Friday, March 2, 2018

Tinkering with Data until it looks Pretty

Experienced Data scientists know very well that you can beat data long enough to get it to say what you want. The recent playbook in economic sector in India highlights how you can get the data to speak the truth and lie at the same time.

In the last 4 years, the methodology of how a few key metrics are calculated have been changed.

Changed in
What changed?
Base year changed from 2004-05 to 2011-12
Index of Industrial Production (IIP)
Base year changed from 2004-05 to 2011-12
Wholesale Price Index (WPI)
Base year changed from 2004-05 to 2011-12
Consumer Price Index (CPI)
Changed in 2015 and now in 2018
Base year changed to 2010 and then to 2012
Base Year
Plan is to make the base year 2017-18
Min. of Statistics and Programme Implementation
is planning to change the base year for calculations
of most national statistics
The risk is that such revisions are NOT accompanied with backward calculations or back series. Hypothetical example - if you change 1inch from 2.54 cm to 4cm from today and do not revise old measurements and use (1in = 4cm) for measurements from tomorrow - there's going to be lot of confusion.
Also, changing the base year to 2017-18 by skipping a few years doesn’t add up.
And since key policy decisions are based on these national statistics, ambiguity about the trend will not help in taking accurate measures.
[In case someone is unaware - these metrics are calculated by the govt - NSO, MoSPI as only the govt. has the most comprehensive data. ]
Out of the mainstream print and electronic media - only Business Standard seemed to highlight this technical anomaly.

without the back series it becomes difficult if not impossible to make substantial and meaningful assessments about the changes. Moreover, if such changes are brought about too frequently they can also cause a fair amount of confusion and make it very hard to read economic trends and understand policy impact.

This is what the establishment seems to want to happen. The GDP methodology was revised in 2015 and the data for old years w.r.t new methodology were not released. The  GDP numbers calculated henceforth, were based on a new methodology seemed to gave it a little upward push.

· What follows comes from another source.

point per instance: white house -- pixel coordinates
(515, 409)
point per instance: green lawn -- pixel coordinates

Now comparing with old GDP numbers prior to 2015 is pointless as they both were calculated differently and the new numbers look more robust and betray the  naked eye.

Secondly, terms like CPI/WPI/IIP are Greek and Latin to almost 98% of the populace. In election campaigns the numbers will be touted which will invariably be higher than the old numbers and the fact that the method via which it was calculated will be lost on everyone. As it is said the devil lies in the details - not many will bother to look under the hood and those who do will be relegated to academic journals and blogs like this.

It is a far-fetched dream that the masses choose their leaders based on their proposed economic policies and question them on their financial feasibility specially in India where caste and religion drive the voting patterns. Still, it is the responsibility of the educated and the fourth pillar of democracy to at least raise questions and bring it into the public discourse.